She turned to me with an expression that reminded me unbearably of a sad small child.
‘I thought you would just say congratulations or good luck.’
Then she broke down and cried as I held her.
‘It’s so stupid and embarrassing I can hardly admit it,’ she said. ‘I had this fantasy of us being friends and being brought closer by this.’
‘But look, look,’ I said, holding her damp face, ‘it has brought us closer.’
‘No, I meant more than that. Almost like sisters.’
I hugged her.
‘I need a friend more than I need a sister,’ I whispered to the back of her head.
I need not have worried about how to meet Alan; he didn’t want to meet me, or anyone else. By the time I arrived back at the house, he had scuttled, like a giant crab with its old shell cracked, up to his study. ‘To write,’ he had said.
The kitchen and the living room were crowded with mourners; some I recognised and others I had never seen before. I thought I glimpsed the beaky nose and high cheekbones of Luke, but what would he be doing here? Jim Weston shuffled up, looking ill at ease in his tight wide-lapelled brown suit. It could almost have been his demob suit. He clutched my sleeve and murmured something, but I didn’t catch it. Conversations hummed around me, meaningless sounds. I saw mouths open and close. People were wiping their eyes. Laughing. Pushing sandwiches down their throats. Lifting delicate cups of tea between forefinger and thumb. Bodies jostled against me.
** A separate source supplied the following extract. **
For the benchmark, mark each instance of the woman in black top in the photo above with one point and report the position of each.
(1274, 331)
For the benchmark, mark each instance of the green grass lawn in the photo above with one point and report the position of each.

I was hot; my legs itched in their tights; my hands were sweaty; there was a nervous tic pulsing invisibly under my left eye. Pain flowered in my head. Theo was standing in front of me, frowning. Paul was holding me by the shoulder, saying something in my ear about Dad, and needing to leave soon. The vicar – a young man with an Adam’s apple jiggling nervously above his dog collar – shook my sweaty hand with his sweaty hand and spoke vaguely about peace at last. Luke – it
I put my coat back on and walked briskly around the garden. I smoked the rest of my packet of cigarettes and returned to the house only when I saw people starting their cars and driving away.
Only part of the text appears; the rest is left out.